If you’ve ever felt the thud of discouragement, you may have also felt that you have no control over how you respond. It’s a powerless feeling, isn’t it?
What brings on those discouraged feelings? Here are a few of the many possibilities.
When I am unable to do something, I could become discouraged because I perceive that I’m not very smart. When I can’t get along with people, I may become discouraged because I believe I’m not very compassionate. When I work and work with no satisfactory reward, I may be discouraged because I’m not appreciated enough.
Discouragement can come from the recognition that I’m not making progress in the direction that I want to go.
Learning is one area where I sometimes see discouragement, and the way folks deal with that discouragement can make a real difference in their lives.
For example, say you have an important goal—you need to write a screening test for an employer, pass an apprenticeship exam, or achieve a credential of some kind. But first, you need to learn, say, equation-solving.
Some people don’t grasp new learning as quickly as they believe they “should.” An unfortunate result of that belief can be the conclusion that if they didn’t understand everything right away, they’ll never get it.
Discouragement kicks in; they beat themselves up, give up, and head down quite a different path than they might otherwise go.
What responses to discouragement have you seen? When one feels unappreciated, perhaps it’s, “No one appreciates what I’m doing, so I may as well not bother.” If the discouragement comes from a feeling of being inadequate, perhaps it’s, “I can’t do this, so I may as well not try.”
Unfortunately, responses such as those can act like a feedback loop. If we respond to a lack of success with, “I may as well not try” then we give up. That pretty much guarantees that we’re not going to experience the success that could come from persisting.
Similarly, if we perceive that we’re not appreciated, we may respond by withdrawing, which could lead to being appreciated even less than before.

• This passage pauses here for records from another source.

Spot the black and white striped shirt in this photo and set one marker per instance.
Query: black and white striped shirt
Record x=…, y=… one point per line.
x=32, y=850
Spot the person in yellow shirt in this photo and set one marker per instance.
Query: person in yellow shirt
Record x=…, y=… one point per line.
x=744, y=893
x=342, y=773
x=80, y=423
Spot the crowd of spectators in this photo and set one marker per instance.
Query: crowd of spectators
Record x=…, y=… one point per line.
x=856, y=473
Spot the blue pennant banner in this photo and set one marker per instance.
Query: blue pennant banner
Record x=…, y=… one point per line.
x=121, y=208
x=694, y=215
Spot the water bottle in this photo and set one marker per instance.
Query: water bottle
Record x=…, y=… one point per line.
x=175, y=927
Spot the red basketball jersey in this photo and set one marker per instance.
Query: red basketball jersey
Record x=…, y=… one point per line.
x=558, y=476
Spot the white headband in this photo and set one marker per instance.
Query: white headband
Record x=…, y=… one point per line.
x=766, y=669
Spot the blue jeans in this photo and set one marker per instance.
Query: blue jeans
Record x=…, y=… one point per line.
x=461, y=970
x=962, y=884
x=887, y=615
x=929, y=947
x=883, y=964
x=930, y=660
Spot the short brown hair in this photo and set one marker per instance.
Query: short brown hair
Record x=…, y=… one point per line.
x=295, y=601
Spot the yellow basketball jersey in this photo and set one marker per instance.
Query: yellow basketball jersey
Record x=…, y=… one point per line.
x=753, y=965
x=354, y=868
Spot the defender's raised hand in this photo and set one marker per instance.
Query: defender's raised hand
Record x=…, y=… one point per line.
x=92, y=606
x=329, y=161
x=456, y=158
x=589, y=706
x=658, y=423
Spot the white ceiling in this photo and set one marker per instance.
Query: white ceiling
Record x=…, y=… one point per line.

What might help? It would be great if we could just decide, “I am not discouraged!” and have the discouragement vanish. But trying to choose our feelings directly doesn’t seem to be very effective in practice, does it?
Here’s an idea. Try choosing a different perception about discouragement. That is, instead of seeing discouragement as feeling blue, incapable, or unappreciated, what if we choose to interpret “dis-courage-ment” as “lacking courage?”
How might that help?
A rework of those discouraged situations using a different mindset might look like this. “Even if I don’t seem to be as smart as everyone else, I have the courage to continue working.” Or “I may not be naturally compassionate, but I have the courage to reach out to others anyway.” Or even, “My efforts may not be appreciated, but I know that they are good-faith efforts, and I have the courage to continue even when no one notices.”
When we’re in a discouraged funk, it might not be at all clear that one of the responses that we could choose is to muster our courage. However, there are many situations in our ordinary lives that require courage, and discouragement may be one of them.
How would you do that? Ask yourself, “If I were courageous, what would that look like?” Or, “Consider the courageous people that I know (and I think that we all know some), what would they do in this discouraging situation?”
So, if you are feeling “dis-couraged,” might it be worth trying the perspective of, “Perhaps I need to work on my courage?”
What do you think of courage as a response to discouragement?